Turisas-yes she will still be entitled to her pension payments- she will need to make arrangements to have them transferred , by the normal financial transaction route (forex etc).

Good advice Adam...just wondering if you have an idea of the newer processing times for each of the Parent visas? they definitely seem to be speeding up on them which is good news


----------



## Adam Grey (Nov 8, 2013)

shingle said:


> Good advice Adam...just wondering if you have an idea of the newer processing times for each of the Parent visas? they definitely seem to be speeding up on them which is good news


Sorry, all the recent applications I've seen have been the Contributory versions so I can't comment on the others. Personally I think the DIBP just really want that 2nd stage VAC as soon as possible for their budget!


----------



## Turisas (Nov 12, 2013)

Hi Adam,

Thank you for your response. 

You mentioned "he still needs to be the parent of a settled Australian Citizen/PR and meet the Balance Of Family test." and got a bit confused by that. Can you clarify that my mother in law is eligible as I am indeed an Australian citizen and my wife is here on a 820 visa (not that it matters). 

The Partner Migration booklet defines the relationship requirement as "An applicant for any parent visa must be a parent or a step-parent of a settled Australian Citizen, Australian permanent resident or eligible New Zealand citizen".

My wife is an only child so no issues regarding the Balance of Family.
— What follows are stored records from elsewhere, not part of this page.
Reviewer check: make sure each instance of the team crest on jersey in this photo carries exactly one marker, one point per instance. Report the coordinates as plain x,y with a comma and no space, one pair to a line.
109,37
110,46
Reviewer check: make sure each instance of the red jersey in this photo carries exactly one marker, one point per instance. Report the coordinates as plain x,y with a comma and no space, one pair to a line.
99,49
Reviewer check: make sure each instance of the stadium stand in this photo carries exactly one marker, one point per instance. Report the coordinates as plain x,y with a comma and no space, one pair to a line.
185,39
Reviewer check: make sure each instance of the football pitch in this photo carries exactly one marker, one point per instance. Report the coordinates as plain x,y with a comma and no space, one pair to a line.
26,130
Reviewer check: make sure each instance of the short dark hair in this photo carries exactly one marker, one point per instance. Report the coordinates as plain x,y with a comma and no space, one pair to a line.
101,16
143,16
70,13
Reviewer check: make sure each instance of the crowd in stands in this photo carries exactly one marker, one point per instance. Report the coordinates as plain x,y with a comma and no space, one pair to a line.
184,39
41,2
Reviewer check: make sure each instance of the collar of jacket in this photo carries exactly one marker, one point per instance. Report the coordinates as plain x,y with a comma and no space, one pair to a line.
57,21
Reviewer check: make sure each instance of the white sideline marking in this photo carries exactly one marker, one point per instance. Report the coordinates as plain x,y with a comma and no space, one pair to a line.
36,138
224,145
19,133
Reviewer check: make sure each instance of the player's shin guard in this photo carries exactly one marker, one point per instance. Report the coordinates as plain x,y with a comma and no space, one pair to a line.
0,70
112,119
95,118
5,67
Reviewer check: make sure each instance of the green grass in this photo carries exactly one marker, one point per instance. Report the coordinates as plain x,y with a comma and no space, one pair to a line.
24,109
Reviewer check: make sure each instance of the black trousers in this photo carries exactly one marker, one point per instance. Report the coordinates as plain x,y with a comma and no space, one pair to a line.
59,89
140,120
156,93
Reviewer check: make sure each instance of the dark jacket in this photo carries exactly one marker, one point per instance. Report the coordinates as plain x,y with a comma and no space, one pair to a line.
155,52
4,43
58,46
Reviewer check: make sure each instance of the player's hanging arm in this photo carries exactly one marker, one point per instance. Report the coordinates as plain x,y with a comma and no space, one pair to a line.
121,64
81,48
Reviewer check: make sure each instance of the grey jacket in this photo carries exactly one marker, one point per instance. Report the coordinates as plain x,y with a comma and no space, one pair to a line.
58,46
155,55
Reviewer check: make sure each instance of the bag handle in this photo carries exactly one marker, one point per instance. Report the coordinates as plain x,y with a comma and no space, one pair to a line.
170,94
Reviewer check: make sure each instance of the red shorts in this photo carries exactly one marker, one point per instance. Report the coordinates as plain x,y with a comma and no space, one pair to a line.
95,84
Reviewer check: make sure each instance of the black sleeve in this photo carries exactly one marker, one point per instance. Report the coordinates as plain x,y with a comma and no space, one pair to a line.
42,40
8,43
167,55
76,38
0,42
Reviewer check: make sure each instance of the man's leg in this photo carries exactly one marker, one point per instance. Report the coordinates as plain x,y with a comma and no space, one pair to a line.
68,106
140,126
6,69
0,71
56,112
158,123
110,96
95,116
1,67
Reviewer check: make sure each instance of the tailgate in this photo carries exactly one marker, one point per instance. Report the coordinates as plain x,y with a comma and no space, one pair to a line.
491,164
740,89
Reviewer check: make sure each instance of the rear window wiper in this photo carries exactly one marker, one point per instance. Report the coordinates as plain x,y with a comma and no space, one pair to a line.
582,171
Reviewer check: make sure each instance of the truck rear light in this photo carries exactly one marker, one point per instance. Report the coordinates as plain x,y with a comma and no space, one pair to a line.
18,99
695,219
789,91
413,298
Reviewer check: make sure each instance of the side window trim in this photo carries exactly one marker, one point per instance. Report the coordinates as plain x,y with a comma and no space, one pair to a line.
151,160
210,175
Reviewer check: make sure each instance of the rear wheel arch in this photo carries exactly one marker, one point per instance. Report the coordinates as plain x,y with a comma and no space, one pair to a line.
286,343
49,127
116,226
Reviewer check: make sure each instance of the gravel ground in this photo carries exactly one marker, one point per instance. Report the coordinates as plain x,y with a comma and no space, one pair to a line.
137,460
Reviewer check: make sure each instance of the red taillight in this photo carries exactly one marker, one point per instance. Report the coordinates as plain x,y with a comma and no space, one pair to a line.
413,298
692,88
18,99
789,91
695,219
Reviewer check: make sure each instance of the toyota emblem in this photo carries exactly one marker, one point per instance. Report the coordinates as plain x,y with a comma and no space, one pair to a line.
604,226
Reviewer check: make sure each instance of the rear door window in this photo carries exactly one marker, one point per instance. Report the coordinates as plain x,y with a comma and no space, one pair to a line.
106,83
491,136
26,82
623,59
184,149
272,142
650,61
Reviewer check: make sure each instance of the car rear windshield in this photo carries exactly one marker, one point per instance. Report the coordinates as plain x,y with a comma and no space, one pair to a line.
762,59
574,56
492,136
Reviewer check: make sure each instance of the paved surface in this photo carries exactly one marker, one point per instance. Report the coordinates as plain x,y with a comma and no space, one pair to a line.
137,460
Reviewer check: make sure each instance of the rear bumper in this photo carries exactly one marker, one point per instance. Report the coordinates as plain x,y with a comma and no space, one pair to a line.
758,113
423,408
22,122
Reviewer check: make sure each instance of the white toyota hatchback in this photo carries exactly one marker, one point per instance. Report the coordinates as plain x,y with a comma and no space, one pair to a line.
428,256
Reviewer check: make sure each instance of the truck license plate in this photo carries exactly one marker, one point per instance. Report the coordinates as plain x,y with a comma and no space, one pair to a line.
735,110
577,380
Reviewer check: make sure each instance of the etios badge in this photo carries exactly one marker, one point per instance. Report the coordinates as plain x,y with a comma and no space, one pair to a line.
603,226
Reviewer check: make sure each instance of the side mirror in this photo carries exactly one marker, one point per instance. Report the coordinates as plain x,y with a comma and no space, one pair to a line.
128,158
Cheers for the heads up regarding the need to have the funds ready for the second VAC.


----------



## Turisas (Nov 12, 2013)

Shingle thanks for clarifying pension and transfer psrt .


----------



## CollegeGirl (Nov 10, 2012)

Turisas said:


> Hi Adam,
> 
> Thank you for your response.
> 
> ...


Turisas, your mother in law is not a parent of an Australian Permanent Resident or Citizen yet. You can't sponsor her until your wife goes from 820 to 801 (801 is Permanent Residency), which will be two years after your wife applied for her 820.


----------



## Adam Grey (Nov 8, 2013)

Hi Turisas,

"Step-Parent" would be in relation to her spouse/partner's children. 

As CollegeGirl states she would not be eligible until your wife becomes a PR. Your wife would also need to be 'settled' in Australia (generally taken as having legally lived in Australia for at least 2 years, but there's various other aspects that can shorten the period)


----------



## Turisas (Nov 12, 2013)

Ah you guys are right, I've confused step with in-law! Glad you guys caught this before I sent the application off. Will review the situation when my wife becomes a PR.

Thanks again for the help.


----------



## Adam Grey (Nov 8, 2013)

It's easily done because it's really not the clearest criteria, catches out quite a few people.

Good luck with the future application,


----------